|
from Clinical/Therapeutic Issues
"Gay-Positive" Therapy
Recommended to a Married Man?
NARTH Scientific Advisory Committee member Joseph Berger, M.D. recently
sent NARTH a copy of a letter he wrote to Dr. Paul Garfinkel, Chairman
of the Department of Psychiatry at the University of Toronto and
director a sexual-disorders clinic.
Dr. Berger describes the following situation: a patient in his early
thirties came to the clinic, who was married and wished to remain
married, but who thought of himself as having homosexual attractions.
He had not been able to have sexual intercourse with his wife, but his
history of sexual relationships with men had been very limited and not
particularly satisfying.
The patient strongly expressed the desire to remain married and to
eventually have a family.
The man had seen a number of different psychiatrists and was assessed at
the University of Toronto's clinic. But according to Dr. Berger, the
patient was not offered the type of therapy he sought.
"I am appalled that your report, signed by the head of the clinic, no
less," Dr. Berger wrote, "which suggested to the patient that he see a
'gay-positive' therapist...in spite of the patient's expressed wish to
become more comfortably heterosexual.
"How can you justify a report being sent out from a center that claims
to be one of Canada's leading centers in psychiatry, with the statement
'sexual orientation is not mutable'? Is there a deliberate suppression
of all the evidence indicating positive results from psychotherapeutic
treatment?"
Dr. Berger, a NARTH Scientific Advisory Board member, is the author of a
paper on treatment of male homosexuality published in the American
Journal of Psychotherapy in 1994. He is also an acknowledged expert in
the field, yet the patient's request for help in overcoming his unwanted
attractions was not granted.
On an academic level, Dr. Berger said the clinic has not invited any
expert to speak who could offer a rebuttal of the claims that
homosexuality is an "innate, irreversible, normal, healthy, alternative
form of sexual expression."
"When it comes to depriving patients of viable treatment alternatives,"
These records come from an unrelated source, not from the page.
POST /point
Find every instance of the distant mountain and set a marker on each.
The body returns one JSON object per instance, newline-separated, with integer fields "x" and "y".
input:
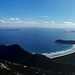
{"x": 16, "y": 54}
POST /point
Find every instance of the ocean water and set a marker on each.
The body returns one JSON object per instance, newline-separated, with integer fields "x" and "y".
{"x": 39, "y": 40}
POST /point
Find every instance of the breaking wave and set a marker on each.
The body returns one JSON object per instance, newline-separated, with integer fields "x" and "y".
{"x": 60, "y": 53}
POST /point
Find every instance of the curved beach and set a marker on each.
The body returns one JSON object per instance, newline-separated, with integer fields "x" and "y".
{"x": 60, "y": 53}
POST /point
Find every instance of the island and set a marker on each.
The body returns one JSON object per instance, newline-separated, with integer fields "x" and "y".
{"x": 65, "y": 41}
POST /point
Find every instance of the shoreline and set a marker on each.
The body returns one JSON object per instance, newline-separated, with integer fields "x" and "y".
{"x": 61, "y": 55}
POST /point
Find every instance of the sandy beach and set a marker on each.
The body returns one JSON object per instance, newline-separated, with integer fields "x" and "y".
{"x": 60, "y": 53}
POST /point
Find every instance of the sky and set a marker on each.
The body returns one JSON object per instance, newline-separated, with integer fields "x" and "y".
{"x": 37, "y": 13}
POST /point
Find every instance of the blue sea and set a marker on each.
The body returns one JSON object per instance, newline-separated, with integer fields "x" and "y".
{"x": 39, "y": 40}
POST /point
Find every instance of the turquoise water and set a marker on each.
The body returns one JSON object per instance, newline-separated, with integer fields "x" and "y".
{"x": 37, "y": 40}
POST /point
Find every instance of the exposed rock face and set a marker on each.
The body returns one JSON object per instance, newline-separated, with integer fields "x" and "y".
{"x": 65, "y": 41}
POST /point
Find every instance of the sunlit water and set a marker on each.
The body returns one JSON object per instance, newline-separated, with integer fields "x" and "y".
{"x": 39, "y": 40}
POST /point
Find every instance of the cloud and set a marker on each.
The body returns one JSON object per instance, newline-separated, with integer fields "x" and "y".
{"x": 52, "y": 22}
{"x": 2, "y": 21}
{"x": 11, "y": 19}
{"x": 69, "y": 23}
{"x": 44, "y": 16}
{"x": 17, "y": 18}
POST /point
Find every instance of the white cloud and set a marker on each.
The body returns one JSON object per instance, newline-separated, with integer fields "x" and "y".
{"x": 11, "y": 19}
{"x": 52, "y": 22}
{"x": 44, "y": 16}
{"x": 17, "y": 18}
{"x": 2, "y": 21}
{"x": 69, "y": 23}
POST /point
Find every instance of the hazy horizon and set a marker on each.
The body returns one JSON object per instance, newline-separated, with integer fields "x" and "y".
{"x": 37, "y": 13}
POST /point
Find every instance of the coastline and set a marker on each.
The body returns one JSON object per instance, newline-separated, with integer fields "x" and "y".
{"x": 60, "y": 53}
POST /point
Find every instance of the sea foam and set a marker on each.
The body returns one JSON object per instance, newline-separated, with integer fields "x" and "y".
{"x": 60, "y": 53}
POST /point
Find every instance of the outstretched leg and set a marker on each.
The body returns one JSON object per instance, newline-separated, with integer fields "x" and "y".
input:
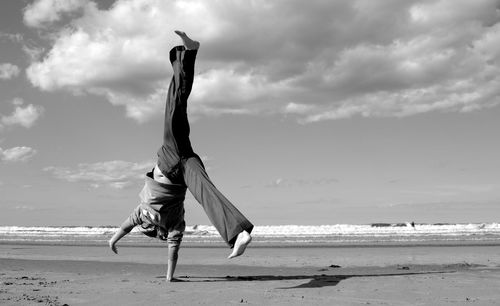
{"x": 179, "y": 163}
{"x": 231, "y": 224}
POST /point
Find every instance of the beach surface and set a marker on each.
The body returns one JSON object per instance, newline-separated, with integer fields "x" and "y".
{"x": 396, "y": 275}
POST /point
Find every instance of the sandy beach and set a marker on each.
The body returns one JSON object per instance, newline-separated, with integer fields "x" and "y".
{"x": 83, "y": 275}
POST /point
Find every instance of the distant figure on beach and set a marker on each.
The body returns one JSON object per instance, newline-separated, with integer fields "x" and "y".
{"x": 160, "y": 213}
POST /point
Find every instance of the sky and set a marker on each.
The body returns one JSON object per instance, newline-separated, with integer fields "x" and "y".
{"x": 304, "y": 112}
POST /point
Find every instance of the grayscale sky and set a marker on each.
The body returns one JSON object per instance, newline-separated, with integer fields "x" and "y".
{"x": 305, "y": 112}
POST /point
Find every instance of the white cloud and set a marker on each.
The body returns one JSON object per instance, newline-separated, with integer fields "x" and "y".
{"x": 17, "y": 154}
{"x": 24, "y": 116}
{"x": 44, "y": 12}
{"x": 8, "y": 71}
{"x": 333, "y": 59}
{"x": 12, "y": 37}
{"x": 115, "y": 174}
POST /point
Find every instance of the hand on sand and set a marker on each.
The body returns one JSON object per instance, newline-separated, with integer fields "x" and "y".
{"x": 174, "y": 280}
{"x": 242, "y": 241}
{"x": 112, "y": 246}
{"x": 188, "y": 42}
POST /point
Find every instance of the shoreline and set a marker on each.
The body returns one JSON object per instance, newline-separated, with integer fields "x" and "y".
{"x": 83, "y": 275}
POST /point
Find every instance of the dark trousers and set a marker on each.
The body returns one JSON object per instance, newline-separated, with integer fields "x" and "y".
{"x": 177, "y": 160}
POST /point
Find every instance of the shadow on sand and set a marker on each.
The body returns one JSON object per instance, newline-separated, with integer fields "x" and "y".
{"x": 316, "y": 281}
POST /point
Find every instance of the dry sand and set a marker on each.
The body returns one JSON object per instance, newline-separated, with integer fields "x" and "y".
{"x": 71, "y": 275}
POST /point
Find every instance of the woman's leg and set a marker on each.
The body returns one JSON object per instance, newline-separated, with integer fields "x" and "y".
{"x": 226, "y": 218}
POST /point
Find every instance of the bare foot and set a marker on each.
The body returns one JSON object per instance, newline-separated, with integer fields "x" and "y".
{"x": 112, "y": 246}
{"x": 188, "y": 42}
{"x": 242, "y": 241}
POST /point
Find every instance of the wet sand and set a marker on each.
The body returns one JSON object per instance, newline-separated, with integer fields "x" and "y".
{"x": 59, "y": 275}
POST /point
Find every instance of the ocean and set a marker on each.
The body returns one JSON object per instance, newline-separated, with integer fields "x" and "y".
{"x": 337, "y": 235}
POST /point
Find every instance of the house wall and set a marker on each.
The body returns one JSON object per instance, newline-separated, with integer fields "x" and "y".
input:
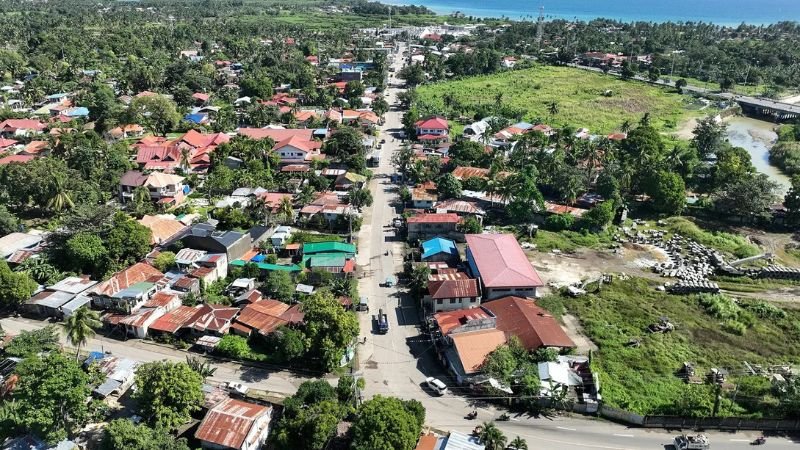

Dr. Berger wrote, "your clinic does a great disservice to the public."
Dr. Berger described another patient who, a decade ago, had also been
denied help for his unwanted same-sex attractions.
"This person, a high-functioning professional, came to my office and
said to me, 'Ten years ago I went to the Clarke Institute. They told me
I was gay and should accept it. If I had listened to them, I would be
dead by now.' This man was living a fully heterosexual life."
"I think that in your department the distinctions between compassion,
political correctness, scientific accuracy, and appropriate treatment,
have become severely distorted in the area of sexual disorders."